UK player seeking partners for assets offshore Morocco and Ireland
UK-headquartered and AIM-listed oil and gas company Europa Oil & Gas is continuing the farm-out processes of two licenses respectively located offshore Morocco and Ireland.
In Morocco, Europa said it is continuing the farm-out process of the Inezgane license in the Agadir Basin, which represents a “high-impact exploration opportunity in a highly underexplored area of the world”.
According to the UK company, recent evaluation identified a significant volume of unrisked recoverable resources, over 1 billion barrels (oil equivalent), in the top five ranked prospects alone, and the farm-out exercise has continued throughout the year.
Inezgane covers an area of 11,228 square kilometers and was awarded in November 2019. Europa is the operator of the license and holds a 75 per cent interest, with ONHYM holding the remaining 25 per cent.
A one-year extension to November 2022 has been granted to the initial phase of the license to allow for the time lost due to the Covid-19 pandemic.
The farm-out initiative of the 100 per cent-owned licence FEL 4/19 offshore Ireland is continuing, as well.
The license holds the 1.5 tcf Inishkea prospect adjacent to existing infrastructure at the producing Corrib gas field. All work commitments have been reported as completed for the first phase of the license.
Irish authorities have granted consent to extend the fist phase of license FEL 4/19 to 31 January 2024, set to further allow technical work and more time to secure a partner to advance development.
When it comes to Europa Oil & Gas’ recent activities elsewhere, it is worth noting that the UK firm, together with partner i3 Energy, completed drilling operations on the Serenity appraisal well in the North Sea in October, which was spud in September, using the Stena Don semi-submersible rig.

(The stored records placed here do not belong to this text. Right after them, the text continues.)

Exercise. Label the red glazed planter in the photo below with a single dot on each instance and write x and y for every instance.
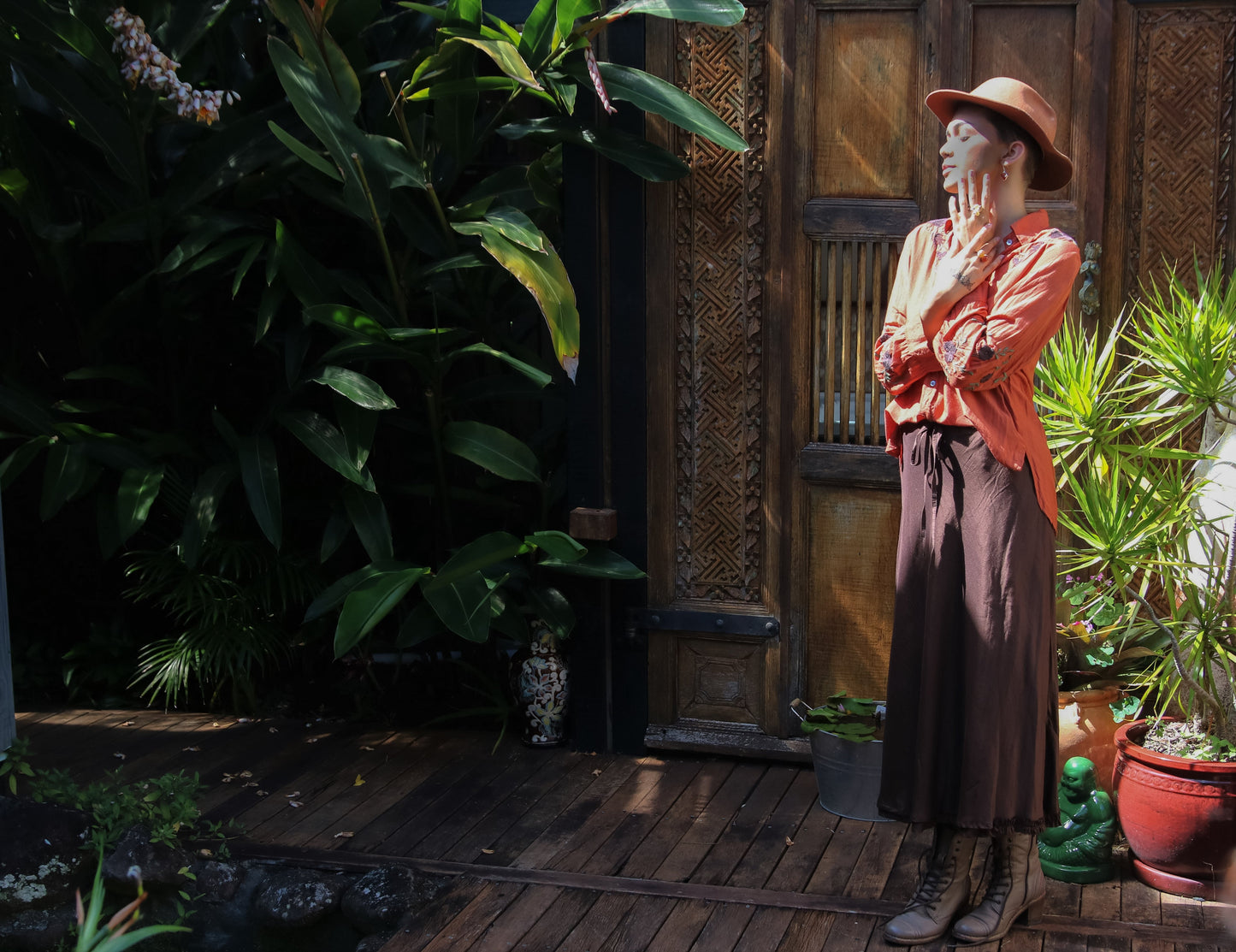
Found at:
(1180, 815)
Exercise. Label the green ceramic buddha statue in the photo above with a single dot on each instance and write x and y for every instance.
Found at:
(1079, 851)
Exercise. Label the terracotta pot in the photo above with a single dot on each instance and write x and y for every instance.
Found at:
(1088, 729)
(1180, 815)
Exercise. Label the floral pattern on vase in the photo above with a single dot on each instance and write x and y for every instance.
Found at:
(543, 691)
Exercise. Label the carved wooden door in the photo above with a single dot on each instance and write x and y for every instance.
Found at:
(868, 172)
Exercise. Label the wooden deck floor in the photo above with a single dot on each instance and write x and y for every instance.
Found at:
(556, 851)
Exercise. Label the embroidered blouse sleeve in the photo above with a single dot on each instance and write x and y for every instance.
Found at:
(902, 352)
(989, 336)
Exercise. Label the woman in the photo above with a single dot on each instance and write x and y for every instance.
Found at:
(971, 738)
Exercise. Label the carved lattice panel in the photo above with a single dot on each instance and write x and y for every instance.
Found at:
(853, 280)
(719, 233)
(1182, 139)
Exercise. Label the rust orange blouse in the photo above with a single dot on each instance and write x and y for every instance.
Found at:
(979, 369)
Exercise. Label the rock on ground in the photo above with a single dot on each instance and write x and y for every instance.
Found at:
(296, 898)
(41, 854)
(160, 865)
(36, 930)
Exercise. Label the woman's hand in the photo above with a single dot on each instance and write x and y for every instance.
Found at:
(973, 251)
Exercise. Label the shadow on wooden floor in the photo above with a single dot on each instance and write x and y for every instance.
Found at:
(559, 851)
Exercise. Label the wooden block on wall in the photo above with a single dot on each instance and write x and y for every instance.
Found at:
(594, 524)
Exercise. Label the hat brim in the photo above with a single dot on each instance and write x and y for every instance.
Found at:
(1053, 172)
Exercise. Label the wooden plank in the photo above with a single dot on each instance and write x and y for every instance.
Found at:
(1102, 901)
(635, 827)
(577, 841)
(639, 926)
(683, 926)
(766, 930)
(808, 931)
(460, 809)
(460, 934)
(347, 807)
(711, 824)
(746, 826)
(875, 862)
(724, 927)
(558, 920)
(435, 916)
(777, 835)
(489, 829)
(422, 785)
(677, 820)
(517, 919)
(550, 807)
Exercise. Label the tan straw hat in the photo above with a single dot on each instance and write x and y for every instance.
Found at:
(1021, 104)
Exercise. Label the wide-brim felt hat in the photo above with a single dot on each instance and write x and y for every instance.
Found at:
(1021, 104)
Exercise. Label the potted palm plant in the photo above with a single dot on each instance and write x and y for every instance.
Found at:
(1144, 502)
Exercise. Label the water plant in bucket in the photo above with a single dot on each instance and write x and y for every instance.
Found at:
(846, 751)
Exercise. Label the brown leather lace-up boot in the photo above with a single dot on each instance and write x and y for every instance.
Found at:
(944, 887)
(1017, 885)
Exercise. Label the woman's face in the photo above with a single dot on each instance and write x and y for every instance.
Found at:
(971, 145)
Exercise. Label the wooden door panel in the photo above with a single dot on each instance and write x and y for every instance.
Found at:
(866, 129)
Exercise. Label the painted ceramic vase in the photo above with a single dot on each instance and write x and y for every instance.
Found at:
(543, 691)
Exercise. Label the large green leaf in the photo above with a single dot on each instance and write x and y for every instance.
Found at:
(545, 277)
(534, 374)
(536, 38)
(719, 13)
(463, 605)
(64, 472)
(358, 388)
(558, 546)
(322, 53)
(369, 604)
(600, 563)
(325, 441)
(303, 152)
(492, 449)
(505, 56)
(203, 506)
(16, 461)
(322, 111)
(139, 488)
(653, 94)
(347, 319)
(369, 517)
(476, 557)
(334, 594)
(260, 474)
(641, 156)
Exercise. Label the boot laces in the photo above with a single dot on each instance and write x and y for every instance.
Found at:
(933, 883)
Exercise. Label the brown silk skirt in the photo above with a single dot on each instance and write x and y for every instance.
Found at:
(972, 732)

Although the well did not encounter any oil-bearing sands, Europa said it had provided valuable technical data and furthered understanding of the field, thus development options are currently being assessed.
The net cost of the Serenity well is forecast to be £4.8 million, representing £2 million below budget net to Europa, expected to provide tax relief against the Energy Profits Levy (Windfall Tax) on the company’s profits generated from its ongoing onshore production.
“We will also continue to seek new appraisal opportunities to add to our portfolio. The Serenity appraisal well was disappointing, but the data that we have acquired will help optimise the development of the field and the funds spent on the appraisal well will now go to offset our exposure to the Energy Profits Levy,” said Simon Oddie, CEO of Europa.
“These are exciting times for Europa with plenty of operational activities that can all deliver additional shareholder value whilst we continue to build on our existing asset base.”